I’ve been writing this last while – but not for fun.

The writing in question is what people in government call a Memorandum to Cabinet. Basically, it’s a proposal to undertake a major program, usually with an attached budget, and ultimately requires approval by (you guessed it) the federal Cabinet in order to go ahead. The process for approving such a document normally takes about five months, but our particular file is on a fast-track and so we’re maybe looking at five weeks.

I was involved in such a process a few years back and found it quite challenging. This time, it’s not so bad. When I thought about it, I could see several areas where my growth as a fiction writer is influencing my ability to write the work documents.

The first thing I noticed came before I even started writing. Rather than launch into it right away, I sat back, asked myself what exactly I needed to put into this document, and then outlined the proposal, the background, the considerations, and the various other bits that would be required. I ordered everything so that the flow made sense and led to the conclusions and recommendations I wanted to make.

Then I started writing. Being government stuff, I’ll admit that certain parts of the document were more of a slog than others. Rather than let myself get hung up on specific paragraphs that wouldn’t come, I knew – thanks to my outline – the generalities of what that paragraph would contain and skipped ahead, maintaining momentum by writing other parts of the doc. It was simple enough to come back to the unwritten bits later, after I’d let the subject matter roll over in my head a few days, and deal with them then.

I found myself editing on the go. This included the obvious correction of spelling errors but also whittling down over-long phrases or replacing complicated lingo with simpler terms. This had a couple of advantages: First, it helped ensure I was staying within my page limit (because there was one, and people often struggle with it). Second, it meant that as soon as somebody higher up the food chain wanted to have a gander, I could immediately give them something that wasn’t a super-rough draft.

I’ve also discovered that I’m doing better at accepting edits, including edits I don’t agree with or think are particularly useful. That’s an ongoing thing when there’s several layers of management between me the writer and the folks in Cabinet – everybody has their view of what should be included, excluded, and different. Often times, changes requested by one layer of management will be contravened by a higher layer. But it’s all good. I’m accustomed to receiving critiques back on my stories and I don’t take it personally. I make the edits and I move on.

So there you: Writing fiction is helpful in writing non-fiction.
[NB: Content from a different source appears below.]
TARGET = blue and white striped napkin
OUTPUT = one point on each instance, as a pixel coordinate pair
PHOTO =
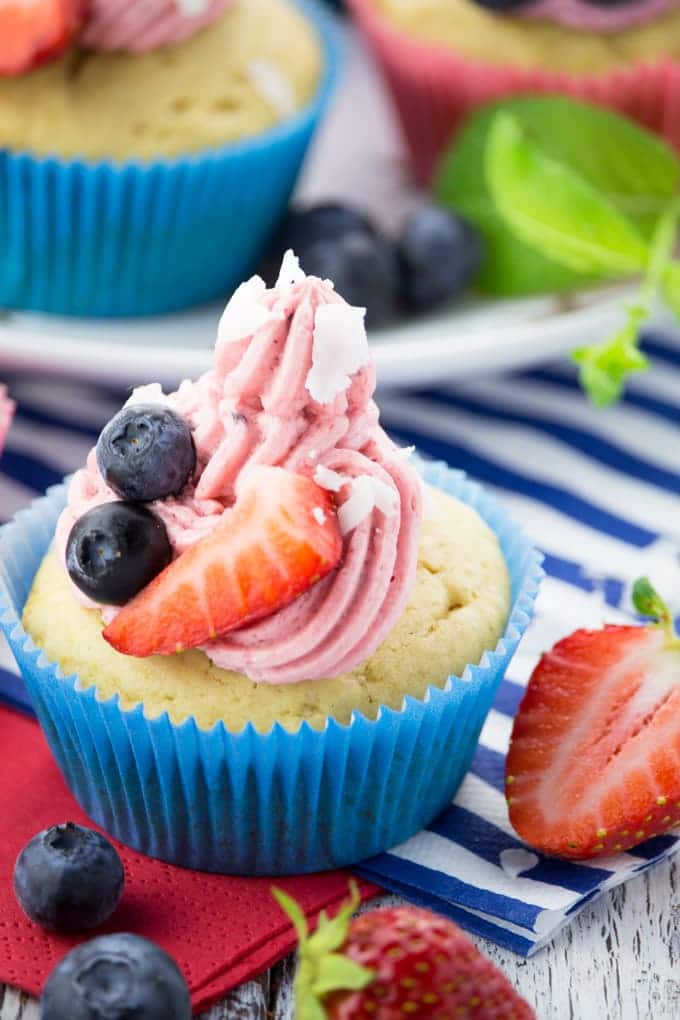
(597, 491)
I have managed to spend a bit of recreational time on editing some stories. There was an extensive edit of One Last Dance to bring it from 6,000 words to under 5,000 for a market – I was surprised to be able to do that without losing much substance. I’ve also started editing a larger story called Into Exile, which is an Arab Spring-inspired adventure piece. It’s over 8,000 words and while I think it has some promise, there are sections of the story that really need some work.

Couple other things have come up, but I’ll post on them soon enough.  Happy Victoria Day!